Mierenboktor eten stuifmeel en zijn regelmatig op bloeiende struiken en schermbloemen te vinden.
Levenswijze
De larven leven in oude, droge stobben, takken en dunne stammen en voeden zich hier met het hout. Broedlocaties bevinden zich vaak in de boomkronen. Omdat de ontwikkeling in oud, droog hout plaatsvind, wordt het broedhout vaak door meerdere generaties bevolkt, totdat vrijwel het gehele hout is opgevreten. De verpopping vindt in het najaar in het hout plaats waarin de imago’s overwinteren. Er zijn ook gevallen bekend waar de poppenwiegen verlaten worden en de imago’s onder losse schors overwinteren. De larvale ontwikkeling duurt twee of meer jaar (BÍLÝ & MEHL, 1989; KLAUSNITZER et al., 2016b).
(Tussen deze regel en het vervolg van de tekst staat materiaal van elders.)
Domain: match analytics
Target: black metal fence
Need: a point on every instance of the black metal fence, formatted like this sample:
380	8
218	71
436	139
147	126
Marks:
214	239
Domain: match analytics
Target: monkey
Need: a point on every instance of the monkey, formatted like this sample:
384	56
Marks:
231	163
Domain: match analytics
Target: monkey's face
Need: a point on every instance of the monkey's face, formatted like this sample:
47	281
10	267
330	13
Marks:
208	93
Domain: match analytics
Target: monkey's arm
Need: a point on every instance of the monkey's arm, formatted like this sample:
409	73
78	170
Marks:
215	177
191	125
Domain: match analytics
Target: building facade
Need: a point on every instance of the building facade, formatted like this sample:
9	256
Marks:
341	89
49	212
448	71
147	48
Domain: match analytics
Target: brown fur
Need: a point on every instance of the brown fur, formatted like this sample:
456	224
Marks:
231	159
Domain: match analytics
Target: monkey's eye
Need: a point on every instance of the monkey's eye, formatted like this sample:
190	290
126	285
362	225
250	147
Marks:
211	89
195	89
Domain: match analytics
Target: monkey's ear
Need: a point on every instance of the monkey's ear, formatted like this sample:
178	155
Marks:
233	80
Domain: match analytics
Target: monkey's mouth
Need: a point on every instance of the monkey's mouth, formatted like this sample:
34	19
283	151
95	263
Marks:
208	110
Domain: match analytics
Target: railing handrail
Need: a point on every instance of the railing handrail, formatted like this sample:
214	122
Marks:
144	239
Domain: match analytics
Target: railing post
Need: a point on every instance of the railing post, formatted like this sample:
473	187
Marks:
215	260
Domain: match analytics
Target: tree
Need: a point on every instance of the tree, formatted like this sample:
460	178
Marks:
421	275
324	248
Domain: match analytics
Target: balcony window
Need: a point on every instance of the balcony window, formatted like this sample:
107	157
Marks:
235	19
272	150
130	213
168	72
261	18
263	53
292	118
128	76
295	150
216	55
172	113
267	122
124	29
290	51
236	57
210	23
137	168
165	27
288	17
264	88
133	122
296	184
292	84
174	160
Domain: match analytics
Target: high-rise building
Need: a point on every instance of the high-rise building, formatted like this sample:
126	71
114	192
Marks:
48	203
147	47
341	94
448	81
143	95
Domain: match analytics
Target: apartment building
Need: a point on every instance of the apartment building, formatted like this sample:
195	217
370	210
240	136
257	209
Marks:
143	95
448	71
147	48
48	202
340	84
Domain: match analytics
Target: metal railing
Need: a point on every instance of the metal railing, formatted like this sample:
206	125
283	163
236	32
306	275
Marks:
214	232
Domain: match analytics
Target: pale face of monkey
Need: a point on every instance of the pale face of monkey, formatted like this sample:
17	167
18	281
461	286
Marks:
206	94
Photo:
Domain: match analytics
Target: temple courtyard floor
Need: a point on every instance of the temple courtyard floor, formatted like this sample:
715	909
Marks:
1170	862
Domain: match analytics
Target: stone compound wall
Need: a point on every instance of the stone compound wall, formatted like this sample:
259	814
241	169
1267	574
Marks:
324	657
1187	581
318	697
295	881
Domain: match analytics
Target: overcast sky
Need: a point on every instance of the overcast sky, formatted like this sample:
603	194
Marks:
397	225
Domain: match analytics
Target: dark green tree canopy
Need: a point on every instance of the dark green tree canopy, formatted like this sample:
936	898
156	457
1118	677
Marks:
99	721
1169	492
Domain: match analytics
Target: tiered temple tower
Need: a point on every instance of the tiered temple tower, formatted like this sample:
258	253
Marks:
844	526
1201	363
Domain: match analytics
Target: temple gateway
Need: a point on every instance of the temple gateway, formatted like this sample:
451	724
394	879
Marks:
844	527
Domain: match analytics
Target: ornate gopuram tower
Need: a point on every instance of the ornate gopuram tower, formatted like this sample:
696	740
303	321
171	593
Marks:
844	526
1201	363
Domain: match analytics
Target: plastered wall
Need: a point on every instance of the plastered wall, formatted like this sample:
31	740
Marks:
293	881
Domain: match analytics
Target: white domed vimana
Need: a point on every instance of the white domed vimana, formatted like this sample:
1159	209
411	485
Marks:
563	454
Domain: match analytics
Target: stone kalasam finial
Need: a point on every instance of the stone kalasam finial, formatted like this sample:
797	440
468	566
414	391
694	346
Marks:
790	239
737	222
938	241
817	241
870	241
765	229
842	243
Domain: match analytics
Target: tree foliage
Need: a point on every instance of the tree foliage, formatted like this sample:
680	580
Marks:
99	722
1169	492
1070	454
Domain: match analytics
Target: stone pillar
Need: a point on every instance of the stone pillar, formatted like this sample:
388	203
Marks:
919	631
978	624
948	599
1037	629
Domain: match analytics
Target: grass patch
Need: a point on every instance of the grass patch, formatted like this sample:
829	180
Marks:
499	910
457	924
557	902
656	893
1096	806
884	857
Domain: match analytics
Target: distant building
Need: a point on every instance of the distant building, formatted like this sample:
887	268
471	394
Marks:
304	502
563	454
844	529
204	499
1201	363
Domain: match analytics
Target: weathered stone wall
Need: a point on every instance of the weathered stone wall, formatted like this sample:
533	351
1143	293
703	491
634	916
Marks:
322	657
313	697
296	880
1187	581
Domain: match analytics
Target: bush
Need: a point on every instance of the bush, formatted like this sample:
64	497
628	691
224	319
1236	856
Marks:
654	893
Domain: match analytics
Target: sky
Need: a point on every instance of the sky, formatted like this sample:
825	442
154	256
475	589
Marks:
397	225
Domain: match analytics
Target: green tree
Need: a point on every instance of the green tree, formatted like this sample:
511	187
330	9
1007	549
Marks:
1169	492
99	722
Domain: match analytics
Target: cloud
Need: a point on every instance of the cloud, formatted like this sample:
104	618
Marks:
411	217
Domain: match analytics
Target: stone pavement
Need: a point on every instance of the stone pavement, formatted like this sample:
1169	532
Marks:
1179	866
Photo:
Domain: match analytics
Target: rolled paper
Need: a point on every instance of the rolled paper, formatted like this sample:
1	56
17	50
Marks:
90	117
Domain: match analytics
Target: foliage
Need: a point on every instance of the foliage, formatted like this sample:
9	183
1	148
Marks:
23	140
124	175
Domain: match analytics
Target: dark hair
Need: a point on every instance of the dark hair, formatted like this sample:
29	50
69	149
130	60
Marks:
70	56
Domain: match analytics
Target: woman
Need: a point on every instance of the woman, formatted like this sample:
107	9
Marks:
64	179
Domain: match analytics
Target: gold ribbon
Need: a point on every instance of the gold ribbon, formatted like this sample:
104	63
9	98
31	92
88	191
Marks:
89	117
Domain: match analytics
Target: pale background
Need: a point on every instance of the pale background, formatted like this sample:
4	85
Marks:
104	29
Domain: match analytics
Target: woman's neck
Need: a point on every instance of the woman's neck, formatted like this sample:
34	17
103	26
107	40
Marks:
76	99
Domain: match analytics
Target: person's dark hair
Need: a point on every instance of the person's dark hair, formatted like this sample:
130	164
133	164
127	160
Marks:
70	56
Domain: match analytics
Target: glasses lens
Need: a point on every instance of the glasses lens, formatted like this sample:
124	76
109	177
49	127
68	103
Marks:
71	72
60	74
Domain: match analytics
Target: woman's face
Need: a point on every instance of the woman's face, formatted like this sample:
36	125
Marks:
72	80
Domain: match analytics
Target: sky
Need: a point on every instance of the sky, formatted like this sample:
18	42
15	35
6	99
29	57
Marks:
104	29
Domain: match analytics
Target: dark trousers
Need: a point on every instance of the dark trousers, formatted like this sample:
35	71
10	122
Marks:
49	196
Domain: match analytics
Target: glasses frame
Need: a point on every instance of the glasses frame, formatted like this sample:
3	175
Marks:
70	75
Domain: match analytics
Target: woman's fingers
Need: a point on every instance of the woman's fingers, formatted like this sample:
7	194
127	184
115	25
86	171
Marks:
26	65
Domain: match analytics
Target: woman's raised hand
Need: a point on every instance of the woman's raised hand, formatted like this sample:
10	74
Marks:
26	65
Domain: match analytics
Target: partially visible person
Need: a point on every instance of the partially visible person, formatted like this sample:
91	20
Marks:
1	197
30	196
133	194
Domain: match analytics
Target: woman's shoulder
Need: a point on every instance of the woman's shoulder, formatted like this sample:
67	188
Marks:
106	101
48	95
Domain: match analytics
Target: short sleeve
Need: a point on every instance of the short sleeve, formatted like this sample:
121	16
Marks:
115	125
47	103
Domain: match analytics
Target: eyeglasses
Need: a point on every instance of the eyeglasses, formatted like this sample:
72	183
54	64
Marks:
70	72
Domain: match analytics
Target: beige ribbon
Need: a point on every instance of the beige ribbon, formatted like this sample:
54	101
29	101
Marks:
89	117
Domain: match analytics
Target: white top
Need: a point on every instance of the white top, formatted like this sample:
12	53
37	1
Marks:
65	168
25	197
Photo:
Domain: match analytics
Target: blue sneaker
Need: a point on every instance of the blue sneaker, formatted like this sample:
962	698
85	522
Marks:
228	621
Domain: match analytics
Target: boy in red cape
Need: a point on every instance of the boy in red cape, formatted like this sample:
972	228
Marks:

De imago’s zijn overdag actief en zijn regelmatig op (potentieel) broedhout en bloemen van struiken en kruiden te vinden (KLAUSNITZER et al., 2016b; VITALI, 2018).
Mierenboktorren worden regelmatig langs gevarieerde houtsingels waargenomen.
Vliegtijd
Mierenboktorren worden vooral vanaf april tot juli waargenomen. De meeste waarnemingen komen uit de meimaand. De uiterste eigen waarnemingen stammen van 26 april (2019) en 16 juni (2013).
Methode
Lokale ervaringen
De meeste waarnemingen van Mierenboktorren zijn afkomstig van bloeiende struiken, Wilde lijsterbes (Sorbus aucuparia), meidoorn, Amerikaanse vogelkers (Prunus serotina), Gewone vlier (Sambucus nigra) en Rode kornoelje (Cornus sanguinea) waar de kevers op zicht of met behulp van het klopscherm zijn gevonden. Daarnaast is de soort regelmatig uit Zomereik (Quercus robur) en Ratelpopulier (Populus tremula) geklopt. Dit laatste is opvallend omdat Ratelpopulier nergens in de gangbare literatuur als waardplant wordt genoemd. Af en toe wordt de soort ook op stapels gezaag hout of opslagplaatsen van kachelhout waargenomen (GERAEDS, 2021b).
Mierenboktorren zijn ook op zicht gevonden op houtstapels en bloeiende kruiden; Fluitenkruid (Anthriscus sylvestris) en Dolle kervel (Chaerophyllum temulum).